Unfortunately - when you start trying to run surveys inside an organization you might get pushback. Especially from a design/UX team who might already be running user testing and on-site user surveys.
The problem is that these surveys and user testing are designed to drive insights, they’re not designed to drive executive buy-in. And they often lack comparison.
For example a UX team might be able to give you access to the on-page surveys (e.g. something like Qualaroo on site user surveys) and that’s great for generating insights into user behavior. But they’re not very useful at quantifying the things we care about and creating a comparison vs competitors.
So you might have to go a little bit rogue. Small user survey studies are relatively cheap and might provide the leverage you need to make the case for increased budget, more robust user surveys etc.
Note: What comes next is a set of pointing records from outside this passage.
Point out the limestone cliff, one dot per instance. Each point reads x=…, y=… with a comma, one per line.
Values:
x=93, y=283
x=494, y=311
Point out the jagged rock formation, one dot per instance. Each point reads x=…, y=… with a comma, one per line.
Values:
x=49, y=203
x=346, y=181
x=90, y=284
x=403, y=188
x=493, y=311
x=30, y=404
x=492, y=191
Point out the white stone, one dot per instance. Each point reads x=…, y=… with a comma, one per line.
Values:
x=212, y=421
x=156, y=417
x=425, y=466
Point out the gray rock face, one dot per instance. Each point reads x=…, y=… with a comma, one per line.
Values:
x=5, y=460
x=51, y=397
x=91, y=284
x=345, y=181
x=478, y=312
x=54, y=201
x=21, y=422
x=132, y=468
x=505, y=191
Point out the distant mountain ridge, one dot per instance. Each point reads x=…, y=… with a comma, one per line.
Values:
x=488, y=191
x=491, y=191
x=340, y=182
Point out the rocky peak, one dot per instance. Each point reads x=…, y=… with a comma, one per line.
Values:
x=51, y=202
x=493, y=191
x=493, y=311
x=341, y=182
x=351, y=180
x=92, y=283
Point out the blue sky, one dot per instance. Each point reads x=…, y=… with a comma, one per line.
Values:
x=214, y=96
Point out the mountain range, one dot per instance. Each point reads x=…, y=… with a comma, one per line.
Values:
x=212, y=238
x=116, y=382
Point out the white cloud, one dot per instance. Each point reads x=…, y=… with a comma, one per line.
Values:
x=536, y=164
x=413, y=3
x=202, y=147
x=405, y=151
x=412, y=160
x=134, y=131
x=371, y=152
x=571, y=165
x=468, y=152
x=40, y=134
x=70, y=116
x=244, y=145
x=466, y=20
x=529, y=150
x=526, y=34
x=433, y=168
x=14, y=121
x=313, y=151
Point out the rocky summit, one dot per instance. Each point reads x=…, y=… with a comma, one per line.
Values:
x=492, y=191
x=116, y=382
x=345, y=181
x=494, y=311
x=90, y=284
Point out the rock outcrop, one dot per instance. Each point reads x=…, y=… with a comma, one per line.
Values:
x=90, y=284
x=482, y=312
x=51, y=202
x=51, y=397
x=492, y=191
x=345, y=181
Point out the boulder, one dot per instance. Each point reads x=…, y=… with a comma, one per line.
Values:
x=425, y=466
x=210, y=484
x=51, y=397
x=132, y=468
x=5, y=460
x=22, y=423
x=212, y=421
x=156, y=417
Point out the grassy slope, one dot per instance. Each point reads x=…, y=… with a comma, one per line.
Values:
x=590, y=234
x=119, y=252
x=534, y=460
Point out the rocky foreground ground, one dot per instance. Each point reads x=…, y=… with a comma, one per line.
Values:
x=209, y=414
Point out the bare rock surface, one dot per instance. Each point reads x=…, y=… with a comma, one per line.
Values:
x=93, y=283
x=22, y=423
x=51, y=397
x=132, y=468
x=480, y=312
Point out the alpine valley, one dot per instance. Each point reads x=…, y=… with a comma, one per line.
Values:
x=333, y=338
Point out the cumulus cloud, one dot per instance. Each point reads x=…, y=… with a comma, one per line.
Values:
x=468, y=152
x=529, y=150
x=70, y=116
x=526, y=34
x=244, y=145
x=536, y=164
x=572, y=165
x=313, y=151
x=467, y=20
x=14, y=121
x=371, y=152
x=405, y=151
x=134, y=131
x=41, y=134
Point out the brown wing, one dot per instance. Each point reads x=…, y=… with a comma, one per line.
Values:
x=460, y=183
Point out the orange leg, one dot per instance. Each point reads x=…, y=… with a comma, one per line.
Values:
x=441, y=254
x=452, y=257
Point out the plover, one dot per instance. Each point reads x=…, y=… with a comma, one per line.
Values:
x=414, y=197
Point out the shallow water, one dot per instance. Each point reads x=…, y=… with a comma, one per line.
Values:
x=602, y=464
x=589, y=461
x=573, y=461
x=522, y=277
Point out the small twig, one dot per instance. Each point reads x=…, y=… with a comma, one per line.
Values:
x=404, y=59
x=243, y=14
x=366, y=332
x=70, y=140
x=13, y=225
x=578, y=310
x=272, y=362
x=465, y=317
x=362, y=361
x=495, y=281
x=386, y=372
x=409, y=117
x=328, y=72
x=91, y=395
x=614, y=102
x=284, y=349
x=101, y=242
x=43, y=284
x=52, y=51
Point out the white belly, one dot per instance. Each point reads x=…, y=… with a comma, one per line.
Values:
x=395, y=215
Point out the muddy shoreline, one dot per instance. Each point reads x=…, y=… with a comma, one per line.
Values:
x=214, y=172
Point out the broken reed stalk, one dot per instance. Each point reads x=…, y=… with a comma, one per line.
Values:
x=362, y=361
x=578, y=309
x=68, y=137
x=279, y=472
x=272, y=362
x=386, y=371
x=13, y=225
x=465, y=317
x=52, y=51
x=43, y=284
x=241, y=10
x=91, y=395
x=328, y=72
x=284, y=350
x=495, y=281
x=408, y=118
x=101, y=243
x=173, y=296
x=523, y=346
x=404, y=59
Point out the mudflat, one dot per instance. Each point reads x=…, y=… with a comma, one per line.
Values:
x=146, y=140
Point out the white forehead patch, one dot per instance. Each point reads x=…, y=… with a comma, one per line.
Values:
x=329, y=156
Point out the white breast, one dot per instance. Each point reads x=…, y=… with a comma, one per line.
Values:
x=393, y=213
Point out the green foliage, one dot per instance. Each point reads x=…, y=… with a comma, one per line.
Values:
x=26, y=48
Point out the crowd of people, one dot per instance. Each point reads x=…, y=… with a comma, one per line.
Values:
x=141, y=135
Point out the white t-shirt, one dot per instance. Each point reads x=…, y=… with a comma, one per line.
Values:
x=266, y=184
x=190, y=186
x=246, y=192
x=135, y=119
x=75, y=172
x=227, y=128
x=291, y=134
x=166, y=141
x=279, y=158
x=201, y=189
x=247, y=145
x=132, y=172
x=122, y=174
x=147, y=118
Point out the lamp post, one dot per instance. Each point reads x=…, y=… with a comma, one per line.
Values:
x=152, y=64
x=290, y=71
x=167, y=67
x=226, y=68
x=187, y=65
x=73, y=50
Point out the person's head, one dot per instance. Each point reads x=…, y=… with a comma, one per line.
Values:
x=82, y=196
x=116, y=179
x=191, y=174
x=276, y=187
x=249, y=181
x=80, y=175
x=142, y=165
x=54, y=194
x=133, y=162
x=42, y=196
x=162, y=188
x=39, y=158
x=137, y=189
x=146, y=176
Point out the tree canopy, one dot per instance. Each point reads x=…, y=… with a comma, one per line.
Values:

Surveys Aren’t the Whole Story
To be clear, a survey won’t tell you how to improve the metric, and it’s rarely the whole pitch.. It’s important to understand the limitations, especially for a survey that’s got a small number of users and where you’re surveying random internet people, not actual users.
And be careful getting executives to buy-in to metrics that you don’t believe in or can’t influence!
But surveys are uniquely understandable by executives. It’s a simple “we asked people and they said…” You might be surprised at how effective it is. Especially for getting the initial buy-in and resources to run a pilot or a proper test.
Have you had success using surveys to drive executive buy-in? Drop me a note, I’d love to hear your stories.
Until next time,
Following my own advice, calling something “The Panda Survey” in front of executives is a dumb idea and I’m ashamed that I did that. Going forward I’m never going to call this the Panda Survey again in front of an executive. I’m going to call it the Google Quality Raters Survey - QRS for short. Sounds much better.